Densho Digital Archive
Bainbridge Island Japanese American Community Collection
Title: Matsue Watanabe Interview
Narrator: Matsue Watanabe
Interviewer: Debra Grindeland
Location: Bainbridge Island, Washington
Date: October 7, 2006
Densho ID: denshovh-wmatsue-01-0015

<Begin Segment 15>

DG: All right so, yeah, you can tell me about life in Chicago then, after you've left the, Manzanar.

MW: Okay, I was lucky enough to have my sisters there, and my brother, and of course I went to school in Evanston. And after I graduated from Evanston... oh, and graduation with a thousand students and when you go up and get your, they call your name and you go up and get your diploma, all you do is get an empty diploma because they don't know whether you're gonna get the right diploma. No, it's not an empty diploma, it's a diploma with a name in it, but it's not yours. So then you have to go to a room and look for the person who has your diploma, and that took quite a while. But, anyway, that's what happens when you're in a large school and they hadn't organized it any better than that. And so then after I graduated, I moved into Chicago and went to work, and business school at night. So I worked during the day in a business office, and I went to business school at night because I couldn't afford to go to any other school. And so I learned how to become a court reporter. And so I went to stenograph, stenotype school. And so I worked that my whole life, until I quit, until I retired. And, and I worked, I lived at several places in Chicago, and was fortunate because I could go to see my sisters also. And I met some friends that were there from before so I had a very good time there.

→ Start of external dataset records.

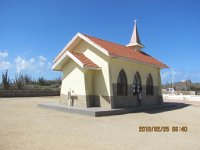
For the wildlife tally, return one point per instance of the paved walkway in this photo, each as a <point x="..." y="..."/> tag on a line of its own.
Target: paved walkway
<point x="97" y="111"/>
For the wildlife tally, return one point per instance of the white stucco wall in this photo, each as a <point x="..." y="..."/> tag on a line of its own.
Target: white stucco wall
<point x="73" y="78"/>
<point x="130" y="68"/>
<point x="101" y="84"/>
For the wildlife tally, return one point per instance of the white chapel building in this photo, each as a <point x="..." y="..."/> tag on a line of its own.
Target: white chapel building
<point x="99" y="73"/>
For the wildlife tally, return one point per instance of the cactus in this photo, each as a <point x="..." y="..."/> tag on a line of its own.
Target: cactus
<point x="5" y="80"/>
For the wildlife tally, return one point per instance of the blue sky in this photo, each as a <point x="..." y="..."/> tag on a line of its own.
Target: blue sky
<point x="33" y="32"/>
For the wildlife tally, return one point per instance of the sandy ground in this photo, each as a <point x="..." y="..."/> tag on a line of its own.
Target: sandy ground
<point x="25" y="126"/>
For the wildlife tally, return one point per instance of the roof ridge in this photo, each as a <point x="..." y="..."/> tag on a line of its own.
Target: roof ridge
<point x="107" y="41"/>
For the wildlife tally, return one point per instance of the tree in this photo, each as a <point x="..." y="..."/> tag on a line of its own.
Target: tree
<point x="19" y="80"/>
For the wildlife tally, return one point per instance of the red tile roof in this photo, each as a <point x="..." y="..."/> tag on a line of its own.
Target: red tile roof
<point x="117" y="50"/>
<point x="86" y="61"/>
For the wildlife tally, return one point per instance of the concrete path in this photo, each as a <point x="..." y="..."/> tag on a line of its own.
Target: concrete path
<point x="98" y="112"/>
<point x="25" y="126"/>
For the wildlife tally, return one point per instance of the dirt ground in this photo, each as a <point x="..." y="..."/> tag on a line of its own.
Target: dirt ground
<point x="25" y="126"/>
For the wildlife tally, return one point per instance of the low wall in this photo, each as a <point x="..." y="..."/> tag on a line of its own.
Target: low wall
<point x="28" y="93"/>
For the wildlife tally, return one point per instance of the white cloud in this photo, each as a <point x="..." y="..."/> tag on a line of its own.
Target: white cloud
<point x="23" y="64"/>
<point x="38" y="64"/>
<point x="42" y="58"/>
<point x="4" y="64"/>
<point x="3" y="54"/>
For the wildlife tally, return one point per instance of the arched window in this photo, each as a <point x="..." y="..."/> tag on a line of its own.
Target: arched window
<point x="136" y="83"/>
<point x="122" y="83"/>
<point x="149" y="85"/>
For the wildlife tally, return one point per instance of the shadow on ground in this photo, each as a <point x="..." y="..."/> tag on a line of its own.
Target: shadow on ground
<point x="171" y="106"/>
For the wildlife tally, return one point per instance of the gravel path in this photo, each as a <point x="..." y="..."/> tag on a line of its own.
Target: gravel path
<point x="25" y="126"/>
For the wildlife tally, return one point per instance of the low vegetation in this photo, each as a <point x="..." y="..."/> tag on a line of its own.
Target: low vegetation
<point x="26" y="82"/>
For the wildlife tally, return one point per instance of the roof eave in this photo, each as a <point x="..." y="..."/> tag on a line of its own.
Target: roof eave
<point x="158" y="66"/>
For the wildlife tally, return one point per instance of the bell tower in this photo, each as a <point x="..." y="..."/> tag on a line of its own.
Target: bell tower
<point x="135" y="43"/>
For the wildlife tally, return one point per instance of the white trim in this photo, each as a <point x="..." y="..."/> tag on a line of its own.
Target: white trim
<point x="94" y="44"/>
<point x="67" y="53"/>
<point x="92" y="68"/>
<point x="85" y="39"/>
<point x="75" y="59"/>
<point x="58" y="61"/>
<point x="66" y="47"/>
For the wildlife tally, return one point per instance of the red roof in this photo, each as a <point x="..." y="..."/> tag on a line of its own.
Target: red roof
<point x="86" y="61"/>
<point x="117" y="50"/>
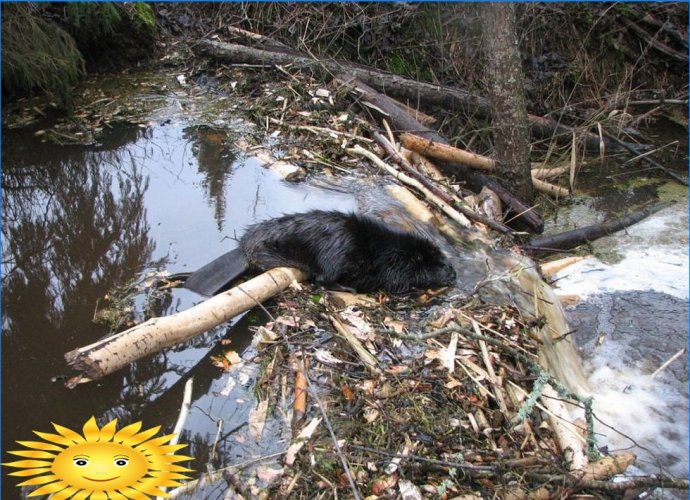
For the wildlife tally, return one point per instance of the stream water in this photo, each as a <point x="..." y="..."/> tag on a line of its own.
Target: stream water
<point x="77" y="221"/>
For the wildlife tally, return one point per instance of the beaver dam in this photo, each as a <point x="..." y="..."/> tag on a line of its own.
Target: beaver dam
<point x="468" y="384"/>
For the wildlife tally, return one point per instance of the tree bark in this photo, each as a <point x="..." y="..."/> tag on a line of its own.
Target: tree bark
<point x="109" y="355"/>
<point x="451" y="98"/>
<point x="507" y="97"/>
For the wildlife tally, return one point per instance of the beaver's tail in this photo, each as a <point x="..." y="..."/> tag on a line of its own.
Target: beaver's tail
<point x="217" y="275"/>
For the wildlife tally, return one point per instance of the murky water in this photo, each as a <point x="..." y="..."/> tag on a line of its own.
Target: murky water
<point x="78" y="221"/>
<point x="634" y="317"/>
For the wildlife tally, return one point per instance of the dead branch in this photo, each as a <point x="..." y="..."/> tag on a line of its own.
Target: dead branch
<point x="476" y="180"/>
<point x="654" y="163"/>
<point x="451" y="98"/>
<point x="576" y="237"/>
<point x="410" y="170"/>
<point x="456" y="155"/>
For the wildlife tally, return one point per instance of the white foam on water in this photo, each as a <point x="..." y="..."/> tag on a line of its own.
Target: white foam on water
<point x="655" y="257"/>
<point x="643" y="415"/>
<point x="653" y="413"/>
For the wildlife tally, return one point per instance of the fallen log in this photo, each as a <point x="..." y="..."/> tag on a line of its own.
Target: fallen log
<point x="106" y="356"/>
<point x="409" y="169"/>
<point x="446" y="152"/>
<point x="571" y="239"/>
<point x="451" y="98"/>
<point x="449" y="153"/>
<point x="402" y="122"/>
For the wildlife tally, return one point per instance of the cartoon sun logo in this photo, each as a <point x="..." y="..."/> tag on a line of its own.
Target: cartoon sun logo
<point x="102" y="464"/>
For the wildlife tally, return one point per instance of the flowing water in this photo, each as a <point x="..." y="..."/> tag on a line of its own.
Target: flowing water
<point x="78" y="221"/>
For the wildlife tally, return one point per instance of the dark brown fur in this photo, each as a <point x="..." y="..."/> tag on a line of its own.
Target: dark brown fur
<point x="349" y="250"/>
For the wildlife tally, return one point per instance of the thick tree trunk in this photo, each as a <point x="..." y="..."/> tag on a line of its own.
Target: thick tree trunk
<point x="507" y="97"/>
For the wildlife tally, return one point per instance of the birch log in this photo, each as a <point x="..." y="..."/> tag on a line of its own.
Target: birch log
<point x="109" y="355"/>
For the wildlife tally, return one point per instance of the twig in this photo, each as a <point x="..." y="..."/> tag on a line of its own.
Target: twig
<point x="669" y="361"/>
<point x="654" y="163"/>
<point x="336" y="445"/>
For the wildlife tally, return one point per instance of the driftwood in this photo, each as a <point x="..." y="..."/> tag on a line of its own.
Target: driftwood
<point x="403" y="122"/>
<point x="448" y="97"/>
<point x="571" y="239"/>
<point x="410" y="170"/>
<point x="446" y="152"/>
<point x="655" y="164"/>
<point x="452" y="154"/>
<point x="109" y="355"/>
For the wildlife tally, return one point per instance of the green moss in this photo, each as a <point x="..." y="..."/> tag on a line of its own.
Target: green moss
<point x="38" y="55"/>
<point x="145" y="18"/>
<point x="93" y="19"/>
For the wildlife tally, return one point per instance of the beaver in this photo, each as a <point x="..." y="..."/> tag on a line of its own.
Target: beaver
<point x="337" y="249"/>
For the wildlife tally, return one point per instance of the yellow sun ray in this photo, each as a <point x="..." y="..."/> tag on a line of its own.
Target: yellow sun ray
<point x="28" y="463"/>
<point x="49" y="488"/>
<point x="101" y="464"/>
<point x="29" y="472"/>
<point x="127" y="432"/>
<point x="141" y="437"/>
<point x="35" y="481"/>
<point x="55" y="438"/>
<point x="33" y="454"/>
<point x="39" y="445"/>
<point x="134" y="494"/>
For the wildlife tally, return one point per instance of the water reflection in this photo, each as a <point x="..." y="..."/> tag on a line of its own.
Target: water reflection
<point x="215" y="160"/>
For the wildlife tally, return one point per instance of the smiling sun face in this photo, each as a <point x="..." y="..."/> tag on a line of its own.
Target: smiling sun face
<point x="100" y="464"/>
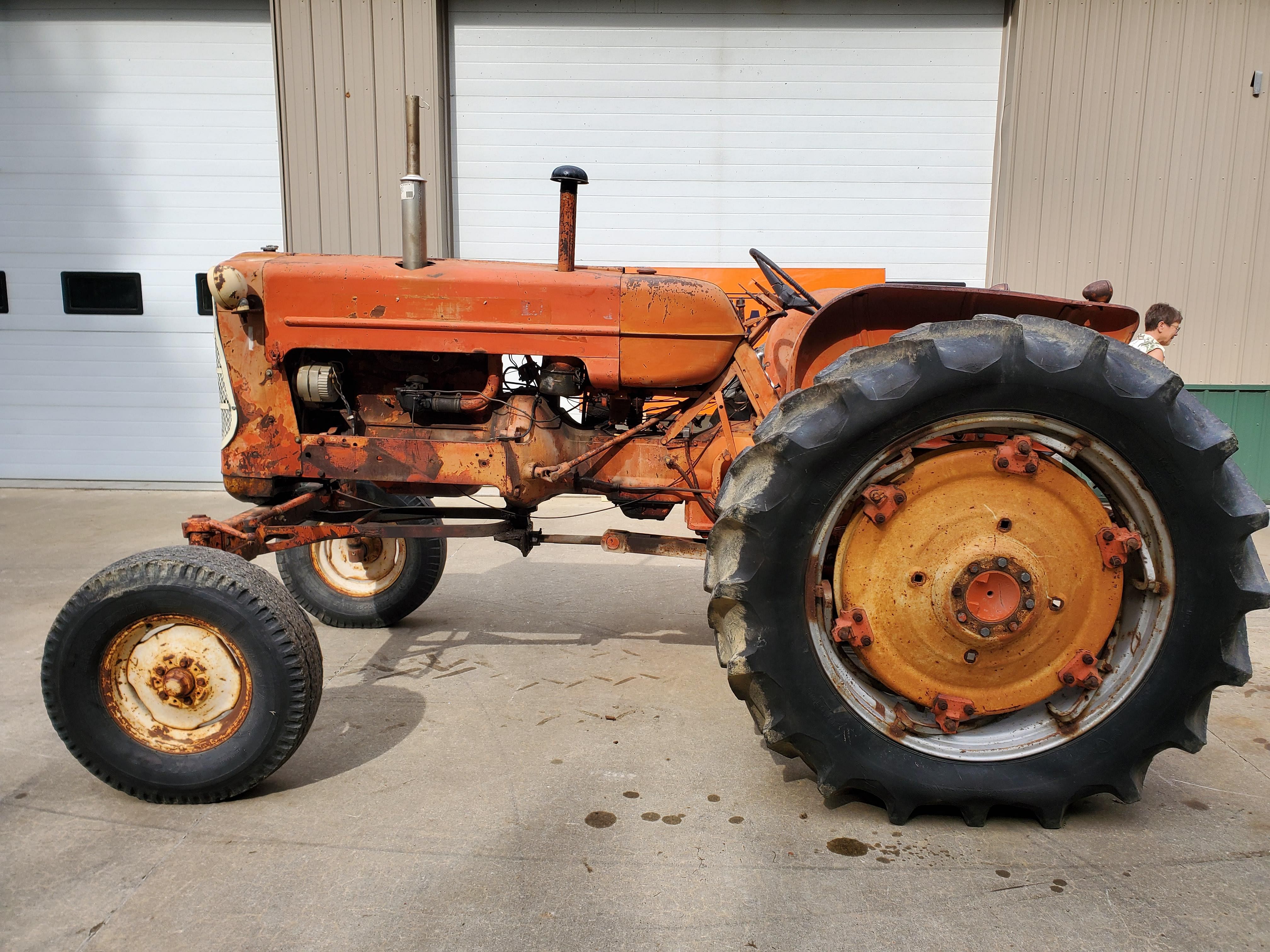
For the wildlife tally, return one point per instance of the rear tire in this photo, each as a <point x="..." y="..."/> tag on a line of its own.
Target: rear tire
<point x="780" y="492"/>
<point x="408" y="572"/>
<point x="125" y="735"/>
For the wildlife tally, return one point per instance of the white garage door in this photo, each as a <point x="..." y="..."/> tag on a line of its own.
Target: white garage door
<point x="139" y="140"/>
<point x="821" y="133"/>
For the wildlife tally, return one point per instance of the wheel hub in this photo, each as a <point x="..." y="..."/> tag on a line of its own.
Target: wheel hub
<point x="360" y="567"/>
<point x="959" y="584"/>
<point x="174" y="683"/>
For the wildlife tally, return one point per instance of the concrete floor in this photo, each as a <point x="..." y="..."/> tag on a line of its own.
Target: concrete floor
<point x="440" y="804"/>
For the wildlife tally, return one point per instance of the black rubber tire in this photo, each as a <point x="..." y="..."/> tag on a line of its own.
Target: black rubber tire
<point x="425" y="564"/>
<point x="808" y="449"/>
<point x="247" y="604"/>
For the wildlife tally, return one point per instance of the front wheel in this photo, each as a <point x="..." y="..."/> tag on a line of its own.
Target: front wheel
<point x="1014" y="565"/>
<point x="182" y="676"/>
<point x="365" y="583"/>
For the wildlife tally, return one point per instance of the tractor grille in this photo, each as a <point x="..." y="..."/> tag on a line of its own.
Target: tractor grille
<point x="229" y="409"/>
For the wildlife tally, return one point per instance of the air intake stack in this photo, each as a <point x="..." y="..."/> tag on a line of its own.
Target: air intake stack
<point x="569" y="178"/>
<point x="415" y="231"/>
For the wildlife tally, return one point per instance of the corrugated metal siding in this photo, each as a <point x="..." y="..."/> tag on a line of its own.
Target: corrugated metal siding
<point x="138" y="138"/>
<point x="1132" y="149"/>
<point x="1246" y="411"/>
<point x="822" y="133"/>
<point x="345" y="68"/>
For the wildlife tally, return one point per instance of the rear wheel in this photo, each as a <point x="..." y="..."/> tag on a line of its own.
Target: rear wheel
<point x="182" y="676"/>
<point x="999" y="637"/>
<point x="365" y="583"/>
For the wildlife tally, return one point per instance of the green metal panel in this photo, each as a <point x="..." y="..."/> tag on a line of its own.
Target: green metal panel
<point x="1246" y="411"/>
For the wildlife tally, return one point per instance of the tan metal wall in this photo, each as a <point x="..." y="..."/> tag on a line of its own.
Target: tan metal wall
<point x="1131" y="148"/>
<point x="343" y="71"/>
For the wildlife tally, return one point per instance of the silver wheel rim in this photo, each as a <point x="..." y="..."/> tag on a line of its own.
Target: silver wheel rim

Until... and then my parents came out in 1945. So, went to meet them and they lived with my sister for a while, Massie, because she had a home. And we, and so I got an apartment with them in the south end of Chicago. And we left that apartment in about two weeks because we could hear these rats running all over the place. And I couldn't sleep all night long, worrying that, that they'd be coming and biting you or something like that, but, you know, you couldn't afford a real nice place, so you'd get these apartments. And then eventually we moved to north Chicago, by Wrigley Field because that's where my brother and his wife lived. And we got an apartment there which was much better. It was one, one-room apartment, so we had a Murphy bed that came down at night. And my dad worked at night, so it worked out fine because he would go off to work and the rest of us would go to sleep, and then he would sleep during the day when we were gone.

And then when my parents left to come back to Bainbridge, they came back with my sister, Sue. And so I don't know what our home condition was like because she was the one that had helped to get it in order so it would be livable. And I know that she did a lot of work and had to re-paint and clean. Because they had, I, I think she said they had animals and chickens, whoever lived there, and so she really had to clean the place. And, and, one of the Moritani boys helped her. And they lived right next door to us... next door is five, five acres, and then the next five acres, you know how that is in the country. But at least she had his help, and so she cleaned up everything. And then my brother came back later because Janice was born, so they, he couldn't come back with them right away. And he came back and got the big truck and, I don't know when he did that, and I don't recall at all, but he took the truck back and he loaded their things up on our big truck that we had for the farm, and they came back. So, I, when I think about it I think Tyke and Chiz both came back to Bainbridge Island with a child in the seat next to them. And all you have is three seats there, so I'm sure that was not easy. And, 'course he would have to drive the truck all the way back. So, that's a long journey. And when I think of those kind of things, I went, "I sure hand it to you for having to do all that." But, you go through all these hardships, and, and you do what you can. So... there isn't anything else you can do, if you, and you can't afford to really have somebody, have a moving van bring you back and take the plane and the train or anything like that. So, I remember that, they came back.

And then I didn't come back... and then Sue came back to Chicago after she got the parents settled, and, and she worked. And then she eventually got married to Robert Yonimitsu. And I made her a wedding gown because by that time she, you know, had spent a lot of money just getting the, the house cleaned up and everything like that on Bainbridge. And then my sister in Minnesota -- and she doesn't remember this, but I remind her -- my sister Kiyo was in Minnesota. And so she sent down the material for me to make the gown. And so Sue says, "Will you please make me my wedding gown?" And I went, "Me?" So we rented a, rented a sewing machine and I made her wedding dress. And, so that's how she got married. And then she, they moved into the apartment that I was in, and that was a one-bedroom apartment, so I slept in the kitchen on a cot. And that's what you did in those days because you couldn't do anything else. And we all went out, we all went out and worked. Bob worked and Sue worked and I worked. And, so that's the way it was. And it was a decent apartment, but small. Except you don't have a bathroom in your apartment, so you, you have a bathroom that you use with three other apartments. So every time you go you clean it well with Clorox and Comet and then you take your bath or your shower or whatever you're gonna do. But that's the way we lived, out in the city. And then, of course, when I came back -- oh, I think I came back about two or three years after my folks had come back, and then I went to work in Seattle and continued going to business school. So, it must have been a couple years, and commuted back and forth.